Message from the Chairman and Managing Director

Origin has been through a period of substantial capital investment, expanding our oil and gas production and power generation capacity and it is pleasing to see this reflected in a strong increase in Underlying EBITDA and cash flow.

For the first six months of the 2011 financial year, Origin’s Underlying EBITDA was up 16 per cent to $818 million on the prior corresponding period. Importantly, Underlying EBITDA before exploration expenses was $915 million, up 26 per cent and Group operating cash flow after tax of $794 million was up 87 per cent.
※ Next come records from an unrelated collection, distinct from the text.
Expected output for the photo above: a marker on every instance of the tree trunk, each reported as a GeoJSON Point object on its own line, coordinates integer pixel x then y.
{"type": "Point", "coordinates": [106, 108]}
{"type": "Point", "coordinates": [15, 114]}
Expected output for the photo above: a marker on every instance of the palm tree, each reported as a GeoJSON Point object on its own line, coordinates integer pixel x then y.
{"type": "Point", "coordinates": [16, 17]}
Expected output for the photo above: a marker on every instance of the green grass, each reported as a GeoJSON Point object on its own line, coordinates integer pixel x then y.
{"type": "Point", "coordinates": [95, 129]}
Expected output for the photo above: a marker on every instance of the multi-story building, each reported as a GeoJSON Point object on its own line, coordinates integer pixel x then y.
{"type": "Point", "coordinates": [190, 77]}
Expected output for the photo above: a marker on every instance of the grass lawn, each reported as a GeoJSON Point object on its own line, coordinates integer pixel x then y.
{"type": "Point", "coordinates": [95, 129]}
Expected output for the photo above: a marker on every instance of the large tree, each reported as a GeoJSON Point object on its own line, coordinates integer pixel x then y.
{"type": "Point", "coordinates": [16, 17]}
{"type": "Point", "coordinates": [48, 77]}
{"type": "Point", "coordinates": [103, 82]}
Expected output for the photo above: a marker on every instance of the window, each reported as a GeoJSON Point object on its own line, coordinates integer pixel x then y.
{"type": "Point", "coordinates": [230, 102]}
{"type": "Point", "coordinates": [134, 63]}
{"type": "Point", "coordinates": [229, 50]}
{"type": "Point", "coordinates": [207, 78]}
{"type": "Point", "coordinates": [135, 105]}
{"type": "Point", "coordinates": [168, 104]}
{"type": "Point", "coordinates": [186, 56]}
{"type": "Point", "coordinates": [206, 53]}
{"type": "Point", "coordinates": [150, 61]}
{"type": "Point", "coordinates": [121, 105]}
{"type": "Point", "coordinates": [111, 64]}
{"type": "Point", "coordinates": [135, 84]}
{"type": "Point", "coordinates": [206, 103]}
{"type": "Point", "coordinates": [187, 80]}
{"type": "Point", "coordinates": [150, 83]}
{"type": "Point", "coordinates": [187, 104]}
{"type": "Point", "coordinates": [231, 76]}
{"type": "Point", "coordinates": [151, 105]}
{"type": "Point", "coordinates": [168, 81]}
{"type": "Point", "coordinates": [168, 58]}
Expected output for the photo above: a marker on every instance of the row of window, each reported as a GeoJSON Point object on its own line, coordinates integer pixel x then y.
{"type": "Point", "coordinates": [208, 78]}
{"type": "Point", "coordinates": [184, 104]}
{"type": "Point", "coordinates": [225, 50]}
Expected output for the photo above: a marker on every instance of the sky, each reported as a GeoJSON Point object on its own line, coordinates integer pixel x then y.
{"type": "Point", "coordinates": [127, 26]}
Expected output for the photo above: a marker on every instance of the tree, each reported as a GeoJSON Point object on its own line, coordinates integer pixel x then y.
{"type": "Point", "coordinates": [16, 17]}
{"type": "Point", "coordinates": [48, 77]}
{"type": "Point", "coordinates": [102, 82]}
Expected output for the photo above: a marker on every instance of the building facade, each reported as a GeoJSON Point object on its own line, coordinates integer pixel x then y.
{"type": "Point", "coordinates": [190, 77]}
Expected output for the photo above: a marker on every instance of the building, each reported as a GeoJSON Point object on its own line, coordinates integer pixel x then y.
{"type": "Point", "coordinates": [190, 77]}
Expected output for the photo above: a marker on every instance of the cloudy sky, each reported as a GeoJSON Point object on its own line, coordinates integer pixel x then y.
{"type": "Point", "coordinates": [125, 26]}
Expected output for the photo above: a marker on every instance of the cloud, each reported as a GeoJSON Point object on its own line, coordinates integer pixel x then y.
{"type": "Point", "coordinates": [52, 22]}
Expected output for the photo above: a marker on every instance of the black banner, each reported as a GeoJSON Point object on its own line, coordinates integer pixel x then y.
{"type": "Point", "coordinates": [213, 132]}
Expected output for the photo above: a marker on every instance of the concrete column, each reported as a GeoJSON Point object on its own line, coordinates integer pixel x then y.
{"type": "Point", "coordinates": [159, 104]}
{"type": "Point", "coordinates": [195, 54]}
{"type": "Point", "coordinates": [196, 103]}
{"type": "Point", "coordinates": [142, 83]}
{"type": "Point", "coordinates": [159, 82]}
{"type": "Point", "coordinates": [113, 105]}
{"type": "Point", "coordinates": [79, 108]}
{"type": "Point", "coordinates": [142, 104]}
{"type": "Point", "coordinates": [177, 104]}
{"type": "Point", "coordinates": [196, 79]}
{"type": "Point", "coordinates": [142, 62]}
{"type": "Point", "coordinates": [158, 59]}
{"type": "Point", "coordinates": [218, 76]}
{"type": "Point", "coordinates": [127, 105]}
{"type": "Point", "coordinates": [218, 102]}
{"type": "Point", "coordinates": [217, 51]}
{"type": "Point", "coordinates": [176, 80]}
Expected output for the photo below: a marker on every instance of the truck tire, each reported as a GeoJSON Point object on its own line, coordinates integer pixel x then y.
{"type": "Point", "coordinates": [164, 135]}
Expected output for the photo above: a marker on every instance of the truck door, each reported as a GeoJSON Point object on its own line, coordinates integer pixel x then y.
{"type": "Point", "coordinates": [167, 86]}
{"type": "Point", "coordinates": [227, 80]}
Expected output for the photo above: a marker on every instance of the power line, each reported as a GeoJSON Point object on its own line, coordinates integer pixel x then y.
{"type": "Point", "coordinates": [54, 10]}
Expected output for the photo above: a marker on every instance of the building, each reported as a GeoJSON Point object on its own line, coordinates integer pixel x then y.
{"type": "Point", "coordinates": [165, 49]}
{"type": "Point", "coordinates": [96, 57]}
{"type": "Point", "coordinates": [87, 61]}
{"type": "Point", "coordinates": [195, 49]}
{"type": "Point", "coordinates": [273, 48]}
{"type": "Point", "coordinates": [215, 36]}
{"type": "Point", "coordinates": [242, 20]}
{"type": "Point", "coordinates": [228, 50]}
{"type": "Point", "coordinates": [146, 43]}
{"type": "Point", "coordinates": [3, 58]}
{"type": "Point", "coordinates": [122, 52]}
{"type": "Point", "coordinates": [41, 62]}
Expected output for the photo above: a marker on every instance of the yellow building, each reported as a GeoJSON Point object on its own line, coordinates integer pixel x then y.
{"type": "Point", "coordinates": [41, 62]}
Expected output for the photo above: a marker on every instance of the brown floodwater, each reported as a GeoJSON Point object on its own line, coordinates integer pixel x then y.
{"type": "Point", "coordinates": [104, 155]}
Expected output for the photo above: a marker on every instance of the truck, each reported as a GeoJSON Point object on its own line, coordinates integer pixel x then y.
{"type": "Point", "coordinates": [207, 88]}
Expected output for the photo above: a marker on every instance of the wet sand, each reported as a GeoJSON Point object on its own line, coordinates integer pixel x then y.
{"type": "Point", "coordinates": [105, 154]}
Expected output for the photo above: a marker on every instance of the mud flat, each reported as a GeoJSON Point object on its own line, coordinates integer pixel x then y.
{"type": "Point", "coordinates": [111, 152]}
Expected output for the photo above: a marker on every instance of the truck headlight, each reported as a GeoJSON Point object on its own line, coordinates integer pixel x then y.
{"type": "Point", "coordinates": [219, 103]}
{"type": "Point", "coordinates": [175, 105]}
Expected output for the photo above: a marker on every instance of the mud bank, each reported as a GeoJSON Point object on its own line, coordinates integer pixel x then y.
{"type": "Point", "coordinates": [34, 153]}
Underlying Profit of $304 million was a decrease of 14 per cent on the prior corresponding period, primarily as a result of increased exploration expenses and a higher effective tax rate.

At the time of announcing the $3.26 billion(1) transaction to acquire NSW energy assets in December 2010, Origin advised that it would be funded through new debt facilities, with the expectation that these facilities would be partly refinanced with a pro-rata equity offering. Origin is currently undertaking a pro-rata equity offering(2).

Looking forward, Origin is pursuing two major opportunities which will both have a transformational impact on the business. The NSW acquisitions have made Origin Australia’s largest energy retailer, servicing 4.6 million electricity, natural gas and LPG customer accounts, with one of the largest and most flexible generation portfolios. In addition Australia Pacific LNG continues to make significant progress and on 25 February 2011 signed a non-binding Heads of Agreement with Sinopec to become a foundation customer and equity participant in the project.


The Board has declared a fully franked interim dividend of 25 cents per share, representing a dividend payout ratio of 73 per cent of Underlying earnings per share, to be paid to shareholders on 1 April 2011.


Based on prevailing market conditions and successful completion of Origin’s pro-rata equity offering, Origin expects an increase in full year Underlying Profit of around 15 per cent for the 2011 financial year when compared with the prior year.

This half year result demonstrates that Origin is in a strong position to meet growing energy needs both in Australia and overseas and to continue to deliver sustainable growth for shareholders.